Да. А что разбиться можно — так это всякий гонщик знает. Сколько я страшных аварий видел! Это спорт рискованный и опасный.
— Так вы, значит, в том туннеле решили вернуться с полдороги.
— Да… Это был тяжелый случай. Меня окунали в перманганат потассия (марганцовка. — Прим. авт.) и потом соскребали сожженное мясо, чтоб инфекции не было. Это страшно больно, и даже морфин не помогал. Потом морфин стали чем-то заменять, чтоб я не привык — чему-то одному. Я ничего не мог — даже читать глаза были искалечены. Даже радио слушать слух и тот уставал. Очень близких людей у меня немного — может быть, дюжина… Когда у меня было это несчастье, они со всего мира приехали ко мне. Я люблю устрицы, люблю семгу — они приносили мои любимые вещи, чтоб подбодрить меня.

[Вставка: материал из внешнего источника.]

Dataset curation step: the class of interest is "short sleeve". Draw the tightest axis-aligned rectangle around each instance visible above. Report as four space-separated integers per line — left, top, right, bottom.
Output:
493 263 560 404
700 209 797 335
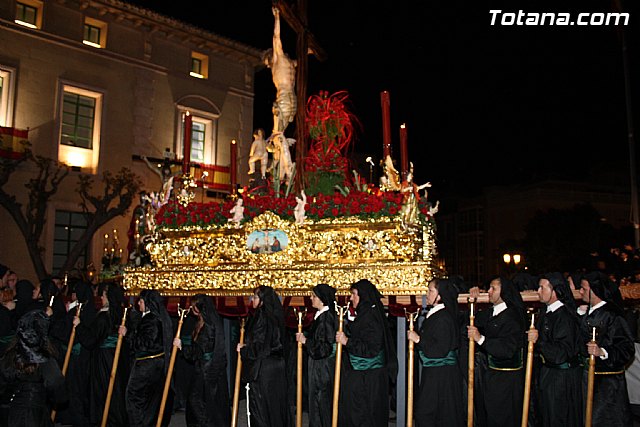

У меня работал тот единственный орган, которым мы в обычной жизни слишком мало пользуемся, — мозг. За те десять месяцев, что я лежал в клинике, я написал в голове книгу. Это роман — о параллельных возможностях человека. Пока не напечатан, — я им недоволен и переделываю.
— Ваш мозг там имел много времени думать о причинах аварии, так Что же это было
— Кто-то вывинтил болты, вот колесо и отвалилось. Я машину не поставил на ночь в гараж, так что это легко было сделать.
— И что, вы на ходу слышали стук, но не остановились посмотреть
— Нет. Это внезапно случилось.
— Значит, подпилили. Если б развинчено! Вы б слышали.
— Вибрация, да, была бы… Но я ее не почувствовал! Хотя имею хороший слух на машины…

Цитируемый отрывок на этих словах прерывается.